Any invoice or part thereof which is not paid on its due date shall automatically and without prior notice bear a monthly interest of 1%.
If any invoice or part thereof is not paid on its due date, XERYON shall have the right to stop or suspend the provision of services, maintenance or delivery of products to the customer.
9.3 The non-payment of one or more of the invoices on the due date, all applications for the postponement of payment, even unofficial, all applications for bankruptcy, or any other fact which demonstrates the customer's inability to pay, renders the amounts of all the other invoices due, even if they have not yet become due, and immediately claimable, without the necessity of formal notice. In addition to that, XERYON reserves the right in such cases to suspend all deliveries, without the necessity of a formal notice, or to take, with regard to the products already shipped, any measures required to prevent the products from entering in to the property of the customer and to secure its rights.

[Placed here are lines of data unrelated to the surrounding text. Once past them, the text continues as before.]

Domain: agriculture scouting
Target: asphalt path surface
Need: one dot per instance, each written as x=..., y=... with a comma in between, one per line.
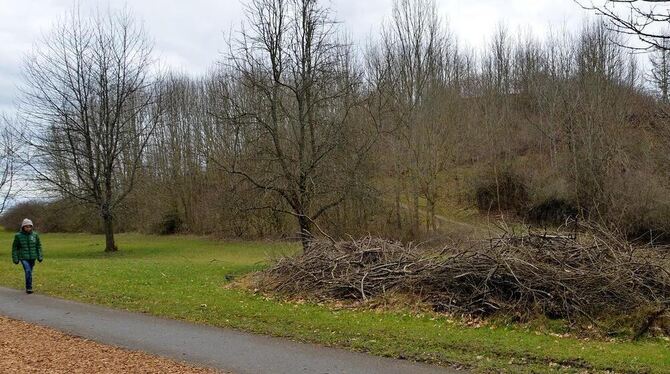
x=226, y=349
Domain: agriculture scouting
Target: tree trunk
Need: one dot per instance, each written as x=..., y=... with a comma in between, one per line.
x=305, y=232
x=108, y=225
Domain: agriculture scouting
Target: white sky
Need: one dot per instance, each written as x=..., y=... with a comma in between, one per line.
x=189, y=34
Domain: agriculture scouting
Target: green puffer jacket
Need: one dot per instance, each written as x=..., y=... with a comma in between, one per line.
x=26, y=247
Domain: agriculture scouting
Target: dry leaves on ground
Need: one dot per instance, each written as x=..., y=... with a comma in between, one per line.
x=28, y=348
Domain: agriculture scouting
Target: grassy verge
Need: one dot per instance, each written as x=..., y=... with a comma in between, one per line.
x=185, y=277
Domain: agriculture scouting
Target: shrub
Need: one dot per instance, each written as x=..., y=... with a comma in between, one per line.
x=507, y=192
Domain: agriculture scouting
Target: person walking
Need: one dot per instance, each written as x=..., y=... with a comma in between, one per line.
x=26, y=249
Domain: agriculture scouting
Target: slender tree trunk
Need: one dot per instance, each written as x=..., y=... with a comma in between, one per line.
x=305, y=232
x=108, y=226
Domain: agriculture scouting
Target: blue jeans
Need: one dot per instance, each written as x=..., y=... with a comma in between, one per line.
x=28, y=266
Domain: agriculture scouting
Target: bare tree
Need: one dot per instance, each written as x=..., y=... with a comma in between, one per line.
x=660, y=71
x=9, y=162
x=645, y=19
x=87, y=98
x=288, y=119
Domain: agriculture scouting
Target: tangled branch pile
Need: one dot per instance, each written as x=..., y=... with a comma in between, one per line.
x=555, y=275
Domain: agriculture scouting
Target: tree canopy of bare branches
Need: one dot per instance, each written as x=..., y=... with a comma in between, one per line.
x=88, y=99
x=647, y=20
x=287, y=109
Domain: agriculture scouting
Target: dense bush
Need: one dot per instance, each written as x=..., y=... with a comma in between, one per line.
x=505, y=191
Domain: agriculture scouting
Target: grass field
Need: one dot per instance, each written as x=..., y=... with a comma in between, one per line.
x=185, y=277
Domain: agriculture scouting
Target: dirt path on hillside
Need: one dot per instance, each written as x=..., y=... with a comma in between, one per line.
x=28, y=348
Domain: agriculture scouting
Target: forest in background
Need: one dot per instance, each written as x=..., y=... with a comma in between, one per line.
x=297, y=132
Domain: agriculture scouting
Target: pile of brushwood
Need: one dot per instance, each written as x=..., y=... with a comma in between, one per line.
x=590, y=276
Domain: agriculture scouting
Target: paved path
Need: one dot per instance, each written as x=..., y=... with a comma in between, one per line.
x=229, y=350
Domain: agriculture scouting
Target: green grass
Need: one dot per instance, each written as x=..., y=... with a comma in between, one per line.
x=184, y=278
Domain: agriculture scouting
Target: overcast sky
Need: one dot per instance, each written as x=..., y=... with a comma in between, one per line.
x=189, y=34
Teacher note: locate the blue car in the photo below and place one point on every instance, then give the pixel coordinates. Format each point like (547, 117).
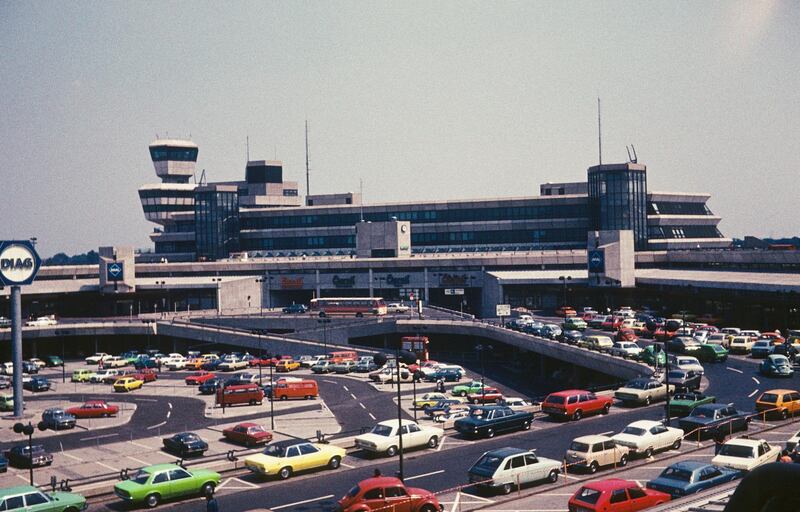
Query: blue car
(689, 477)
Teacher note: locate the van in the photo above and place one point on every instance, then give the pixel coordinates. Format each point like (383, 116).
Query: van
(236, 394)
(285, 389)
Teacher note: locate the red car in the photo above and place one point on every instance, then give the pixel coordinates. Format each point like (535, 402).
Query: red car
(383, 493)
(94, 409)
(615, 495)
(198, 378)
(575, 404)
(248, 434)
(490, 395)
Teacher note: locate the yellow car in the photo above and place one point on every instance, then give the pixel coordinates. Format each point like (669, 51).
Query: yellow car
(429, 399)
(126, 384)
(284, 458)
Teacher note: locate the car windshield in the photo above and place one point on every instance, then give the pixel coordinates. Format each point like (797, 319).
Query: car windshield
(579, 447)
(634, 431)
(488, 462)
(677, 474)
(734, 450)
(587, 495)
(382, 430)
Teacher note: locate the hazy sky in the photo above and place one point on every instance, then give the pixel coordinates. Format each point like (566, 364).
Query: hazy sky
(423, 100)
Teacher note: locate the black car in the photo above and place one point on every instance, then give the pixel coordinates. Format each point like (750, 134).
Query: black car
(210, 386)
(185, 444)
(706, 420)
(20, 457)
(486, 421)
(36, 384)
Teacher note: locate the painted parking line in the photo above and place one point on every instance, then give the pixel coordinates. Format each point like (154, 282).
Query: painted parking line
(312, 500)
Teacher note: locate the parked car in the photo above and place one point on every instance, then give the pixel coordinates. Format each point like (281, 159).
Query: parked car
(575, 403)
(283, 458)
(506, 469)
(384, 437)
(486, 421)
(779, 402)
(57, 418)
(683, 404)
(689, 477)
(94, 409)
(248, 434)
(388, 493)
(590, 453)
(641, 391)
(746, 454)
(29, 498)
(615, 495)
(153, 484)
(706, 420)
(185, 444)
(776, 365)
(645, 437)
(20, 456)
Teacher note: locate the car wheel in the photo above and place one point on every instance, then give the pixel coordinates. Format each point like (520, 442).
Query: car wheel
(151, 501)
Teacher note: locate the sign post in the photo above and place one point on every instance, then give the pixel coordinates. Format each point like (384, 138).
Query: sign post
(19, 264)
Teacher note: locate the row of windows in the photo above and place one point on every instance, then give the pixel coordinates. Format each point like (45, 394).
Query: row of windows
(451, 215)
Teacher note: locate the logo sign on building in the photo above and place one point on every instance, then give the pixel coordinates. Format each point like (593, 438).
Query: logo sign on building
(597, 262)
(19, 262)
(115, 271)
(503, 310)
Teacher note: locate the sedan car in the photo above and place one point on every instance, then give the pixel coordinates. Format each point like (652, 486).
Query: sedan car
(94, 409)
(615, 495)
(688, 477)
(284, 458)
(185, 444)
(153, 484)
(505, 469)
(248, 434)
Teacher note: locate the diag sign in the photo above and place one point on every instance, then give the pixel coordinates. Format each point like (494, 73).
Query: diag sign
(19, 262)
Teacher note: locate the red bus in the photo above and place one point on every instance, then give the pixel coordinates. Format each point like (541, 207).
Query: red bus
(358, 306)
(417, 345)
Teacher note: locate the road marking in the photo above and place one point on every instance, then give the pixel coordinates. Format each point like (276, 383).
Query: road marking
(303, 502)
(98, 437)
(106, 466)
(424, 474)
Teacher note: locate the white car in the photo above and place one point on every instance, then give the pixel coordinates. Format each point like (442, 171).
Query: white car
(384, 437)
(97, 357)
(397, 307)
(645, 437)
(746, 454)
(42, 321)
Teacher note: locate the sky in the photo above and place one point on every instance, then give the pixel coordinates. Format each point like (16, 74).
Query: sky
(421, 100)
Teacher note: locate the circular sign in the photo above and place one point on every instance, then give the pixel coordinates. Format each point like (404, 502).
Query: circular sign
(17, 264)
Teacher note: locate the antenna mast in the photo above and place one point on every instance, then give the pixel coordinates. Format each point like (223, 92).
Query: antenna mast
(308, 179)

XERYON is also entitled to require a security or bond for such payments, at its sole discretion.
9.4 In case of a unilateral rescission by the customer of an order, the customer will pay an indemnification of a minimum amount of 30% of the total amount of the order. A higher indemnification can be requested when the damage incurred by XERYON is higher than such 30%.
10 CONFIDENTIAL INFORMATION
10.1 The Parties agree that all information contained in documents marked "confidential" and forwarded to one by the other will (i) be received in strict confidence, (ii) be used only for the purposes of the transactions under these general terms and conditions, and (iii) not be disclosed by the receiving Party, its agents or employees without the prior written consent of the disclosing Party, except to the extent that the receiving Party can establish competent written proof that such information:
(i) was in the public domain at the time of disclosure,
(ii) later became part of the public domain through no act or omission of the receiving Party, it's employees, agents, successors or assigns;
(iii) was lawfully disclosed to the receiving Party by a third party having the right to disclose it;
(iv) was already known by the receiving Party at the time of disclosure;
(v) was independently developed by the receiving Party; or
(vi) is required by law or regulation to be disclosed.
10.2 Each Party's obligation of confidence hereunder shall be fulfilled by using at least the same degree of care with the other Party's confidential information as it uses to protect its own confidential information of a similar nature.
11 SEVERABILITY
11.1 If at any time one or more provisions of these general terms and conditions is or becomes invalid or unenforceable (in whole or in part), the validity and enforceability of the remaining provisions or part of a provision shall not be affected or impaired in any way to the extent, in view of the substance and purpose of this these general terms and conditions, the remainder is not inextricably related to and therefore unseverable from the invalid or unenforceable provision or part thereof.
11.2 In the event of any such invalidity or unenforceability, the Parties shall negotiate in good faith with a view to agreeing on a valid and enforceable replacement provision which, to the extent practicable, is in accordance with the substance and purpose of these general terms and conditions and in its economic and legal effects comes as close as possible to the invalid or unenforceable provision.
12 EXCLUSIVE JURISDICTION AND APPLICABLE LAW
12.1 This Agreement shall be deemed to have been entered into and shall be construed, governed and interpreted in accordance with the laws of Belgium and no other law, and no effect shall be given to any principles of conflict of law that could cause the laws of any jurisdiction other than Belgium to be applicable.
12.2 All disputes in relation to the current agreement are to be submitted to the exclusive jurisdiction of the courts of Leuven, Belgium. These Courts of Law are expressly recognised and considered as the only competent jurisdictions.